Drones, automatic counting tools, and artificial neural networks in wildlife population censusing.

作者信息

Marchowski Dominik

机构信息

Ornithological Station, Museum and Institute of Zoology Polish Academy of Sciences Gdańsk Poland.

出版信息

Ecol Evol. 2021 Nov 3;11(22):16214-16227. doi: 10.1002/ece3.8302. eCollection 2021 Nov.

Abstract

The use of a drone to count the flock sizes of 33 species of waterbirds during the breeding and non-breeding periods was investigated.In 96% of 343 cases, drone counting was successful. 18.8% of non-breeding birds and 3.6% of breeding birds exhibited adverse reactions: the former birds were flushed, whereas the latter attempted to attack the drone.The automatic counting of birds was best done with ImageJ/Fiji microbiology software - the average counting rate was 100 birds in 64 s.Machine learning using neural network algorithms proved to be an effective and quick way of counting birds - 100 birds in 7 s.

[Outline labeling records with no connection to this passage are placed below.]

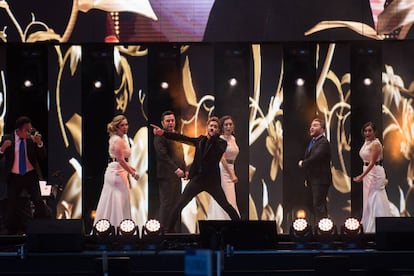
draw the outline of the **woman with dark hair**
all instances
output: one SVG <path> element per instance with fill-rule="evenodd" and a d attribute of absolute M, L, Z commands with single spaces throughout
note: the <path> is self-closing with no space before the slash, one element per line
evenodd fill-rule
<path fill-rule="evenodd" d="M 382 166 L 383 148 L 376 138 L 376 130 L 372 122 L 367 122 L 362 127 L 365 142 L 359 156 L 363 161 L 363 169 L 360 175 L 354 177 L 354 181 L 362 181 L 363 184 L 362 226 L 365 232 L 375 232 L 376 217 L 391 217 L 395 213 L 392 212 L 385 190 L 387 179 Z"/>
<path fill-rule="evenodd" d="M 236 143 L 236 137 L 234 137 L 234 122 L 231 116 L 226 115 L 220 118 L 220 131 L 220 138 L 227 141 L 226 151 L 223 153 L 219 164 L 221 187 L 226 194 L 227 201 L 239 213 L 235 190 L 235 184 L 238 182 L 238 178 L 234 171 L 234 162 L 239 154 L 239 146 Z M 211 198 L 207 211 L 207 219 L 230 220 L 230 217 L 214 198 Z"/>

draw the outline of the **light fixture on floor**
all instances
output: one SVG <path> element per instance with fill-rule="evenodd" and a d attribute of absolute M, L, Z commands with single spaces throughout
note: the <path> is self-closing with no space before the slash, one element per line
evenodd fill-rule
<path fill-rule="evenodd" d="M 108 219 L 100 219 L 93 227 L 93 234 L 98 237 L 112 236 L 115 234 L 115 228 Z"/>
<path fill-rule="evenodd" d="M 156 219 L 150 219 L 144 224 L 143 234 L 159 235 L 161 233 L 161 223 Z"/>
<path fill-rule="evenodd" d="M 133 236 L 138 233 L 138 227 L 132 219 L 124 219 L 117 228 L 120 236 Z"/>
<path fill-rule="evenodd" d="M 315 236 L 323 247 L 330 246 L 338 236 L 337 227 L 333 220 L 330 218 L 320 219 L 315 230 Z"/>
<path fill-rule="evenodd" d="M 296 242 L 312 240 L 312 227 L 305 218 L 297 218 L 293 221 L 289 230 L 290 237 Z"/>
<path fill-rule="evenodd" d="M 361 222 L 349 217 L 341 226 L 341 240 L 346 248 L 359 248 L 364 243 L 364 231 Z"/>

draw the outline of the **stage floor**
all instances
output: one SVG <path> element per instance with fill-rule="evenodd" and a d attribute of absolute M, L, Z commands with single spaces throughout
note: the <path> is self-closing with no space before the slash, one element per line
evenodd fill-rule
<path fill-rule="evenodd" d="M 377 250 L 371 238 L 351 248 L 281 236 L 266 250 L 202 249 L 197 235 L 171 235 L 160 244 L 84 236 L 82 248 L 56 237 L 30 248 L 27 238 L 0 237 L 0 275 L 414 275 L 414 250 Z"/>

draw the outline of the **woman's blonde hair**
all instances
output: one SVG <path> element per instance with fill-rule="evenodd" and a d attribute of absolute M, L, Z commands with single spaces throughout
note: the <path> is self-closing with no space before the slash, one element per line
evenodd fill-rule
<path fill-rule="evenodd" d="M 109 133 L 109 136 L 116 133 L 116 130 L 118 129 L 118 125 L 123 121 L 126 120 L 125 115 L 116 115 L 110 123 L 107 125 L 107 131 Z"/>

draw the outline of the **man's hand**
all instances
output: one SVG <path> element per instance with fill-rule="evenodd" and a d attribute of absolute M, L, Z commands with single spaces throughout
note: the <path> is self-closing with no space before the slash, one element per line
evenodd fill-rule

However, the preparation of images and machine learning time is time-consuming, so this method is recommended only for large data sets and large bird assemblages.The responsible study of wildlife using a drone should only be carried out by persons experienced in the biology and behavior of the target animals.

摘要

研究了使用无人机在繁殖期和非繁殖期统计33种水鸟种群数量的情况。在343次统计中,96%的情况下无人机计数成功。18.8%的非繁殖期鸟类和3.6%的繁殖期鸟类出现不良反应:前者受到惊扰飞走,而后者试图攻击无人机。使用ImageJ/Fiji微生物学软件自动计数鸟类效果最佳——平均计数速度为64秒统计100只鸟。事实证明,使用神经网络算法的机器学习是一种有效且快速的鸟类计数方法——7秒统计100只鸟。然而,图像准备和机器学习时间都很耗时,因此该方法仅推荐用于大数据集和大型鸟类群体。使用无人机对野生动物进行负责任的研究应由熟悉目标动物生物学和行为的人员进行。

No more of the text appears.